Les mots qui constituent les langues humaines, qualifiés de signes linguistiques,
présentent des caractères assez proches des symboles, à ceci près qu’ils sont
totalement arbitraires ou «immotivés». Le symbole, au contraire, n'est jamais tout à
fait arbitraire :
Le rapport entre le symbole linguistique et ce qu'il désigne (le référent) n'est ni
naturel, ni explicable : il n'y a aucune raison pour que le mot «chaise» désigne l'objet
que nous appelons généralement ainsi. Le signifié bœuf aura pour signifiant b-ö-f en
France et en Angleterre o-k-s.

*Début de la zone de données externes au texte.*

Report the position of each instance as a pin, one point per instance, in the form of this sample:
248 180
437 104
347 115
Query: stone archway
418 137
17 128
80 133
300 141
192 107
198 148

Dès lors, la signification d’un signe, autrement dit le
signifié, n’est valable qu’à l’intérieur d’un groupe humain particulier. Le signifié est
conventionnel. Très concrètement, cela veut dire qu’un même signe, d’un groupe à
l’autre, a toutes les chances de signifier des choses différentes, et que plus
généralement, le moindre geste, la moindre attitude, qui peut nous sembler avoir une
signification « normale », c’est-à-dire naturelle, donc universelle, n’a en réalité un
sens que par rapport au groupe auquel il appartient.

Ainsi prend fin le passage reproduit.